Bloggystyle -- The Greatest: Nutcase Sightings Throughout Florida

Tuesday, March 29, 2005

 

Nutcase Sightings Throughout Florida


Turns out Terri Schiavo is one of the least retarded individuals around that hospice.
Katherine Ewing has found herself a spot about 100 yards from the center.

She stands alone, well out of the spotlight, well away from all that certainty. She stands without signs, quietly reading the Bible. "Michael (Schiavo) thinks he's doing the right thing. The Schindlers (Terri Schiavos' parents) think they're doing the right thing," she says. "When you hear both sides, deciding on what the truth is is terribly difficult."

"I want to be in the truth," she says. "I feel the only way I can do that is through the Lord's word. He told me to just come here and read the word."

Ewing, 48, works with a youth mission ministry in Tyler, Texas. She and her friend Lisa Trenary, 35, drove 22 hours to get here Saturday. They're living in a two-person tent set up on the grass in front of the hospice. They use a portable toilet across the street and eat a lot of peanut butter and jelly sandwiches.
They've got a real motley crew, besides the Bible thumping pharisees.
Nearby, a man plays bagpipes. Another taunts police officers who are guarding the hospice entrance by goose-stepping in front of them and occasionally stopping to give them a Nazi-like salute.
I think I figured out who that last hooligan was:

Randall Terry, a protest organizer and a spokesman for the Schindler family, says most of the protesters are here because of "love of God and love of their neighbor."

"Most of them have a high regard for the value of human life and how life has value in the eyes of God," he says.

Janet Spear, 53, who drove 13 hours from Birmingham, Ala., where she is between jobs, is one of them. "I was praying back in Birmingham," she says, "but I felt like I needed to be here."

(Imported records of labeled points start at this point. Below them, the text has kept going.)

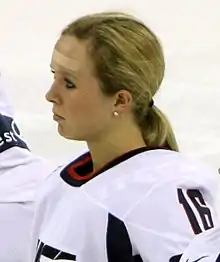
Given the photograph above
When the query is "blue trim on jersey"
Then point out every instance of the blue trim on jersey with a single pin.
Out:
(9, 134)
(52, 253)
(80, 170)
(118, 243)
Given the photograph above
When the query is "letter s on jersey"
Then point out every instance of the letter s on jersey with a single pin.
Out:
(9, 134)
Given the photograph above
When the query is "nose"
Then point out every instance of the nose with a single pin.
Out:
(52, 96)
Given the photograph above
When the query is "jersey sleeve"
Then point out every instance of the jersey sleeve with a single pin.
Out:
(10, 136)
(204, 247)
(21, 171)
(164, 222)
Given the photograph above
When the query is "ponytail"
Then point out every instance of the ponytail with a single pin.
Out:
(157, 131)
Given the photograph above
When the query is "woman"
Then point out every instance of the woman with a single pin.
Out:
(132, 197)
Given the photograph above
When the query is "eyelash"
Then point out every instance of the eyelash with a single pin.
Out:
(69, 83)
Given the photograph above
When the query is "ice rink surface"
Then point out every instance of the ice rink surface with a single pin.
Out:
(190, 95)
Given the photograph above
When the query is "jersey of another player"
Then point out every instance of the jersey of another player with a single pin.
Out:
(147, 205)
(205, 247)
(21, 172)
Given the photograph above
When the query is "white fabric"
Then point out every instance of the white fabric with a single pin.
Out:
(21, 173)
(141, 193)
(205, 247)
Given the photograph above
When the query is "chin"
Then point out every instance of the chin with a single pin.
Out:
(70, 135)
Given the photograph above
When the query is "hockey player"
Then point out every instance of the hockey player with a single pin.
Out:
(21, 172)
(133, 196)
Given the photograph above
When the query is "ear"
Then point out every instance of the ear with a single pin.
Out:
(123, 101)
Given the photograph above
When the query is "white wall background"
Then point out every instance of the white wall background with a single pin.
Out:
(189, 30)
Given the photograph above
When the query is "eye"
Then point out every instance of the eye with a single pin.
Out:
(69, 83)
(53, 72)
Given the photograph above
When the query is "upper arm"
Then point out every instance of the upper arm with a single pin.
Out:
(168, 219)
(15, 225)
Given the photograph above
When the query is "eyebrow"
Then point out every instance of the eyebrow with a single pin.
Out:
(62, 69)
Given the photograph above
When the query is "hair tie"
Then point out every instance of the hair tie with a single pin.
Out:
(151, 104)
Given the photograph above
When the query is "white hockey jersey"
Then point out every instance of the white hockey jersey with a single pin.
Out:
(21, 172)
(146, 206)
(205, 247)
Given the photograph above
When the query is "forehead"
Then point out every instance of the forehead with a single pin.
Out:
(70, 54)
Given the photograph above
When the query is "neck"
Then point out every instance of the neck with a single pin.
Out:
(103, 152)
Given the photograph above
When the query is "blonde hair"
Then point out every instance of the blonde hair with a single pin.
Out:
(128, 55)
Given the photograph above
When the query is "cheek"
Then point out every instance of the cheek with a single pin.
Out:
(88, 109)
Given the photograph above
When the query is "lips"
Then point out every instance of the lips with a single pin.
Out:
(57, 117)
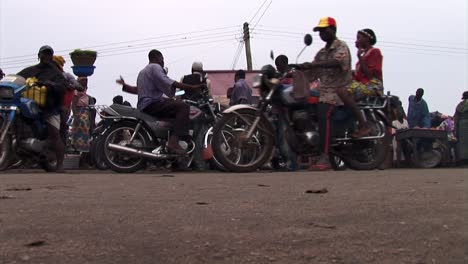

She has been here since Wednesday, walking the sidewalks and beating slowly on a bodhran, an Irish hand drum, to symbolize Schiavo's heartbeat.
Finally we end with more of Ms. Ewing.
"We've just got to cling to God," she says. "He has all wisdom. And he is able to do what is right for everyone involved."

From time to time, Ewing says, someone comes up and asks why she isn't at the other end of the protest area, closer to the news cameras.

"They'll come up and say, 'No one is looking at you. Why are you doing this way over here?' " Ewing says. "I say, 'God is looking. God hears me.' "
Behold the wonders of the religious right!